« Manque de courage politique » ou désengagement de l’Etat dans le développement des universités ultra-marines ? C’est la question que se pose Mohammed Rochdi, président de l’Université de La Réunion face à la démarche du Ministère de l’enseignement supérieur et de la recherche, qui demande à l’ensemble des universités de France de basculer en mode RCE (responsabilités et compétences élargies). Le RCE provoque un transfert de gestion de l’ensemble des moyens humains et financiers au nom d’une autonomie plus large des établissements de l’enseignement supérieur et de la recherche, mais sans que le budget soit révisé en conséquence.
Depuis 2009, un nouveau modèle d’allocation des moyens est effectif selon un mode de calcul appelé Sympa (Système de répartition des moyens à la performance et à l’activité) qui vient remplacer le modèle San rémo et se base désormais sur une enveloppe globale.

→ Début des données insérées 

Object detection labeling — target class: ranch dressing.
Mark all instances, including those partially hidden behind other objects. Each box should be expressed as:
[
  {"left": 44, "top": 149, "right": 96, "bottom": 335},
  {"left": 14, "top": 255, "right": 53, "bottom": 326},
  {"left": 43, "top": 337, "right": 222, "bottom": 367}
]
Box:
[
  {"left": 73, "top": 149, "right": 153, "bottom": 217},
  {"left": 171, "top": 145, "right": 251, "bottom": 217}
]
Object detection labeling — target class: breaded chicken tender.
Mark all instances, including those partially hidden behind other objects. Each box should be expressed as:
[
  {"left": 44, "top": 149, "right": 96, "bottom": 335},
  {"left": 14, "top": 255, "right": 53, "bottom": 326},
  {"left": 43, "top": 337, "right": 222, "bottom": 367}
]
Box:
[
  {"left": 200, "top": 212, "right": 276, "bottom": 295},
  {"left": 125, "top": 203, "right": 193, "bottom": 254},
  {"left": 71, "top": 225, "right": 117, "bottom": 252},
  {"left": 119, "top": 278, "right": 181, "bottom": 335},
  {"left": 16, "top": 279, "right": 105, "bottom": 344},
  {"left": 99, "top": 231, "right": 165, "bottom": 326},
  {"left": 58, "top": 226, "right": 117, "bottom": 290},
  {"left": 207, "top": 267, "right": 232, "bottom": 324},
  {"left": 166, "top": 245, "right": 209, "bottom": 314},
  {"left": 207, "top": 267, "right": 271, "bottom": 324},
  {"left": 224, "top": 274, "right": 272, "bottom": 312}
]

Le modéle Sympa est « presque linéaire, car il effectue la répartition presque uniquement au prorata des étudiants pondérés et des enseignants-chercheurs publiant » indique l’université de Lille qui a observé dans les faits ce nouveau mode de calcul qui s’applique pour la dotation en crédits et en emplois.
Alors que l’ancien mode de calcul San Rémo prend en compte « des effets de taille, de coûts de fonctionnement différents par classe de formation ; d’un besoin en personnels IATOS différentié non pas par étudiant, mais par grand groupe pour des formations secondaires et tertiaires professionnelles ou générales. Il est également différentié pour les besoins en enseignants sur la base du nombre d’heures par étudiant (H/E) et du statut des enseignants ».
L’Université de La Réunion « sous-encadrée »
Cela a pour effet collatéral d’amener des universités à geler des postes pendant que d’autres établissements, tels que ceux de la Réunion, sont sous-encadrés, notamment dans le domaine de la recherche où elle doit faire appel à des contractuels.
L’Université de La Réunion doit déjà couvrir la rémunération de 148 contractuels, des non-titulaires qui correspondent à 131 équivalents temps-pleins. « L’Université de La Réunion est sous-encadrée », contrairement à d’autres qui sont obligées de « geler des postes car elles n’ont pas d’heures à donner » à ces fonctionnaires qui restent sur le carreau.
10 miilions du budget global pour la continuité territoriale
Pourtant le RCE, pour lequel un audit commandé par Ministère a jugé que notre université est armée en moyens humains et techniques, a été vendu comme un moyen de « dégager des marges de manœuvres pour mieux orienter leur politique de développement dans les domaines de la formation, de la recherche, de l’aide à l’insertion professionnelle, de la vie étudiante, des relations internationales (…) » déplore le président de l’Université de La Réunion, qui a soumis tout de même une solution.
Sur une enveloppe de 1, 7 milliard d’euros que l’État consacre à l’enseignement supérieur et la recherche, il demande que 10 millions d’euros, soit 0,7% de cette enveloppe globale, soient mis de côté afin de couvrir les frais de continuité territoriale des universités ultra-marines. Ceux-ci s’élèvent à 3,4 millions d’euros pour La Réunion et ne sont couverts par aucune dotation spécifique.
Rien que pour le marché aérien, 1,9 millions d’euros sont dépensés par l’université de La Réunion. Elle n’a pas de dotation spécifique liée à l’éloignement géographique et déshabille Paul pour habiller Jacques pour couvrir les déplacements des chercheurs aux congrès, rendez-vous indispensables pour l’échange des savoirs.
« Il faut que toute la présidence des Universités aille dans ce sens »
Le ministère de l’Enseignement supérieur et de la recherche entend l’appel de Mohammed Rochdi : « Il faut que toute les présidents des Universités aillent dans ce sens » lui a t-on répondu dans les locaux du Ministère. En clair, « que 83 universités viennent au secours de quatre universités ultra-marines » résume le président de l’Université de La Réunion… Déjà lors d’une rencontre bilatérale, le Ministère lui avait soufflé qu’il fallait « faire avec ce que vous avez et nous verrons ce que nous pourrons faire pour vous en 2012″…
La Réunion joue déjà « dans la cour de l’excellence »
Pour Mohammed Rochdi, « le RCE est une grosse mascarade ». Et c’est la raison pour laquelle le Conseil d’administration a finalement voté à l’unanimité hier un budget primitif classique qui ne correspond donc pas au mode RCE, à la demande du président Mohammed Rochdi lui-même, parce que « l’État ne nous accompagne pas » a t-il conclu.
Il rappelle que malgré un contexte socio-économique difficile, La Réunion de part son dynamisme a contribué « au rayonnement de la France et de l’Europe dans toute la zone Océan Indien » et que « oui je réclame un traitement spécifique ». Il assure que l’Université de La Réunion joue déjà « dans la cour de l’excellence » et qu’il s’agit de maintenir cet état de fait.